I thing this up because the above is all the more striking because the most significant American technological breakthrough in recent years is *not* a physical world advance, not really. It also is only mentioned once in this article, and not in reference to Chinese advances in that field, such as they are. It would be wrong to say that American industry is no longer capable of real, impressive physical industry accomplishments; the outstanding performance of the F-35 in the late war and the fact that America does manufacture it in numbers measured in the thousands, not the dozens, ought to have disabused people of the extremely pessimistic view. It is also no secret that the physical technologies which undergird AI remain primarily a preserve of America and her friends, not China.

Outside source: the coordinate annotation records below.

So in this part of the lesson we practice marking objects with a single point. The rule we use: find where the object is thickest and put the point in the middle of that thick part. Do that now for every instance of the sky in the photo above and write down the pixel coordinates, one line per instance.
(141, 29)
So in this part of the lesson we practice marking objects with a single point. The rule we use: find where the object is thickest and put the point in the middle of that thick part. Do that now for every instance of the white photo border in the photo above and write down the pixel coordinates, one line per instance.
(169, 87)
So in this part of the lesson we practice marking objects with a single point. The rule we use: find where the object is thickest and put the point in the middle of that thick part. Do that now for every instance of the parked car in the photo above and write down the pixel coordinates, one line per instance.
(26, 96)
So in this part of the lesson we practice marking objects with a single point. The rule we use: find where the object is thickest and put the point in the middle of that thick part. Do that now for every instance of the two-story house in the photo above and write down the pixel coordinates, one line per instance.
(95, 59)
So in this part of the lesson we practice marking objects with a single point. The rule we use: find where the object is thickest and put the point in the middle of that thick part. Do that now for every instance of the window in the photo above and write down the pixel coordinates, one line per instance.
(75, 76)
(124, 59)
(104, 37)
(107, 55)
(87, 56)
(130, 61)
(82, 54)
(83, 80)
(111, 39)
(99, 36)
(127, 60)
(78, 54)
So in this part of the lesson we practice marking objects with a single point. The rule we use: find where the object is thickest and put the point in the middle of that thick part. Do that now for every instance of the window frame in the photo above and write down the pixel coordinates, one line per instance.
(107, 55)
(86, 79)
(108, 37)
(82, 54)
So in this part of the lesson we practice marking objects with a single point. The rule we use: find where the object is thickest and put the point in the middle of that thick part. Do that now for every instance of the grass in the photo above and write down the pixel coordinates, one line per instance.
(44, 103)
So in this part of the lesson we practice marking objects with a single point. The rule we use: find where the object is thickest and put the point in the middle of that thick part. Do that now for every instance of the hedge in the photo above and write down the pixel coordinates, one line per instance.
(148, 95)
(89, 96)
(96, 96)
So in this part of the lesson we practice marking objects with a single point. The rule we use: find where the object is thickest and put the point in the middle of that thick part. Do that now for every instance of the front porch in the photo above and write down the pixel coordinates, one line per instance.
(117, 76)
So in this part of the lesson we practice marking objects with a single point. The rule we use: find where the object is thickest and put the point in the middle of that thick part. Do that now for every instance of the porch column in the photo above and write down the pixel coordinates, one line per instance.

But the balance of accomplishments as a whole does suggest that the crown in technology for the physical world goes to China. Because as AI amply demonstrates, the virtual is ultimately dependent on the physical, that is something which should give us pause.

mark ye's avatar

Great essay. America has always had a secret weapon up its sleeve, though -- and that is an open, tolerant and free society that supports the brightest in their pursuit of ideas and aspirations without fear. This society is globally attractive, including to the brightest Chinese talent, because they speak to human nature. In contrast, the one thing that a Leninist system always disregards is human nature. The state is a steamroller and you either ride on top of it or you're crushed by it. It leads to huge wastes of human potential, and individuals have always attempted to escape Leninist systems to the US, for a reason.

The greatest blow to US technological leadership is perhaps not that China could potentially outproduce us in innovation, but our entirely self-inflicted policy changes that has the effect of throw our secret weapon away. The Chinese knows this and are gleefully celebrating -- as the steady drumbeat of SCMP reports on Chinese scientists returning from top US institutions to China could attest.